Depois de um período em que tive muito trabalho (que me impediu de ter a paz necessária para escrever aqui), e depois de outro período de algum desânimo em relação ao blogue (
por ter um trabalho desgraçado com isto e não ganhar nada ao fim do mês com esta gaita acho que muita gente que escreve em blogues passa por isso), decidi que só recomeçaria a escrever aqui quando acontecesse alguma coisa grandiosa na minha vida que merecesse ser contada.

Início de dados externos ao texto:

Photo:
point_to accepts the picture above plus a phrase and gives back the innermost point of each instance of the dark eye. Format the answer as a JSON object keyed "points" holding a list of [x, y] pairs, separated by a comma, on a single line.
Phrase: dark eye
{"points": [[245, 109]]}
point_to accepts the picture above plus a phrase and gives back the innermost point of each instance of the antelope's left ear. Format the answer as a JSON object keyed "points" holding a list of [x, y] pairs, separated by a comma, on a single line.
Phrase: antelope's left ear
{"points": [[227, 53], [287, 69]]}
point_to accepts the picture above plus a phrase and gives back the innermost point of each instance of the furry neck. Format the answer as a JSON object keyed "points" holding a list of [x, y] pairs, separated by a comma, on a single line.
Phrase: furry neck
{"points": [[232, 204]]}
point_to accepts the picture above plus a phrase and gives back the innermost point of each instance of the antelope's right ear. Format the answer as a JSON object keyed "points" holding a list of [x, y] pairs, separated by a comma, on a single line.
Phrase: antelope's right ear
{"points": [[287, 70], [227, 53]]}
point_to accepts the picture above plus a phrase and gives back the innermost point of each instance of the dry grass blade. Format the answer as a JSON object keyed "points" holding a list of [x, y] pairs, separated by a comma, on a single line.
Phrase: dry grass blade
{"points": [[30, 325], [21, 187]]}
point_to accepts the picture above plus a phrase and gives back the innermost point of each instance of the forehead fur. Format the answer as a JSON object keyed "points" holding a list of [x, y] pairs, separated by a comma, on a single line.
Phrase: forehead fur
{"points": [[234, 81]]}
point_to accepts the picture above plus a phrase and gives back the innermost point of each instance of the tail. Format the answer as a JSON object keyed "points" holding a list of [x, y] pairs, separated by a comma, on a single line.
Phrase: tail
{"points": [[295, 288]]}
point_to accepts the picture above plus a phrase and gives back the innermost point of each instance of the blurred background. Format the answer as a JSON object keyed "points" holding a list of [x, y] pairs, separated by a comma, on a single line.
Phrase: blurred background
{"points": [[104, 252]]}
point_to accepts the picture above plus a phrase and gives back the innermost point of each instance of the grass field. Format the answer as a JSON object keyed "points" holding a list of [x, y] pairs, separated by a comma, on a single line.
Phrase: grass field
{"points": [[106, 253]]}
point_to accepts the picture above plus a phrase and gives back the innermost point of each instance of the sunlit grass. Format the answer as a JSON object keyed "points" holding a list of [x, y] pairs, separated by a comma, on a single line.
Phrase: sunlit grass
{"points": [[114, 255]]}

Nestes quase 3 meses que pouco escrevi, várias foram as situações em dei comigo a pensar: será que isto que acabou de acontecer é grandioso o suficiente para escrever no blogue? E, a resposta, era sempre "humm... não...". Ainda fiquei na dúvida se haveria de escrever sobre a vez em que a minha irmã mais nova foi ao "Quem quer ser milionário" e, numa das perguntas, usou a ajuda do telefone para me ligar. Eu, que estava de sobreaviso e tinha todos os sites de cultura geral possíveis e imaginários abertos no pc, não cheguei a conseguir falar com ela porque a chamada do programa me foi posta em espera, enquanto a Manuela Moura Guedes dizia à minha irmã que eu não atendia. Estive quase para escrever sobre isso, mas como, depois de eu ter berrado ao telefone com a telefonista a perguntar como era possível aquilo ter acontecido e ela me ter garantido que era impossível - e eu é que tinha tido algum problema no telefone, fiquei mais descansado.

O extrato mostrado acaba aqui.